Hugh de Kretser, presidente de la Comisión Australiana de Derechos Humanos, estuvo entre varios testigos que destacaron la distinción ante el panel de investigación el lunes.
Fue el primer día de una serie de audiencias en Melbourne que examinaron las experiencias de estudiantes y académicos judíos, incluidos los esfuerzos de sus instituciones para combatir el odio.
De Kretser dijo que la distinción entre críticas legítimas a Israel y antisemitismo puede ser “compleja”.
La diferencia entre la crítica a Israel y el antisemitismo puede ser compleja, dice Hugh de Kretser. (Lukas Coch/FOTOS AAP)
“(Ha habido) controversias públicas sobre dónde trazar el límite al criticar a Israel y dónde es racismo o dónde es antisemitismo”, dijo.
“Cuando le niegas oportunidades a la gente, cuando la acosas racialmente, cuando abusas de ella, cuando la amenazas, eso es racismo”.
Pero el entorno universitario tiene “aspectos únicos” y complejidad a la hora de determinar qué es antisemita dadas las libertades académicas, dijo.
“Creo que la forma en que se están desarrollando el antisemitismo, el racismo antipalestino y la islamofobia en Australia está creando tensiones particulares en ciertos sectores”.
El profesor Josh Keller, representante de la Alianza Académica Australiana Contra el Antisemitismo, dijo que los críticos del gobierno de Netanyahu no eran necesariamente antisemitas.
“Comparto algunas de estas críticas”, dijo.
Las reglas de gobernanza de las universidades incluyen ahora también la obligación de las instituciones de introducir normas antirracistas. (FOTOS de Joel Carrett/AAP)
Pero el antisemitismo surgió cuando los prejuicios se extendieron a la forma en que “la gente habla, siente o actúa sobre el pueblo judío que vive en Israel”, dijo.

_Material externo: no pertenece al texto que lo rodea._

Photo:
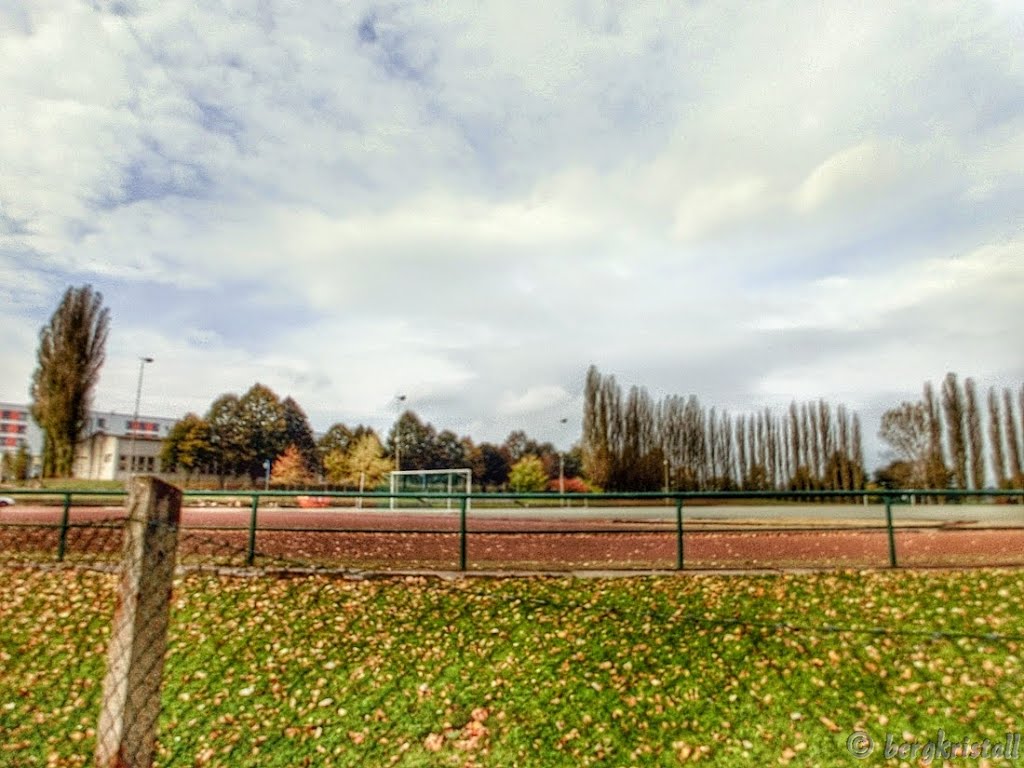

Habló de una pegatina en un campus universitario que mostraba la Estrella de David y la frase “Apoyamos a los asesinos de bebés”.
“Llamar a un grupo de personas asesinos de bebés no sólo es falso, sino que también es invocar el acto más inmoral que un ser humano pueda cometer”, afirmó.
Sostuvo que la complejidad del antisemitismo significa que requiere su propio conjunto de protecciones legales, distintas de otros tipos de difamación.
La comisión real está aprovechando la semana para centrarse en el antisemitismo y otros tipos de odio en los entornos universitarios, incluida la cuestión de la intersección entre las críticas a Israel y los sentimientos de inseguridad de los estudiantes judíos.
A partir del lunes, el gobierno fortalecerá los estándares de gobernanza de las universidades, incluido el requisito de que las instituciones adopten estándares antirracismo con definiciones de antisemitismo, islamofobia y racismo contra los aborígenes y los isleños del Estrecho de Torres.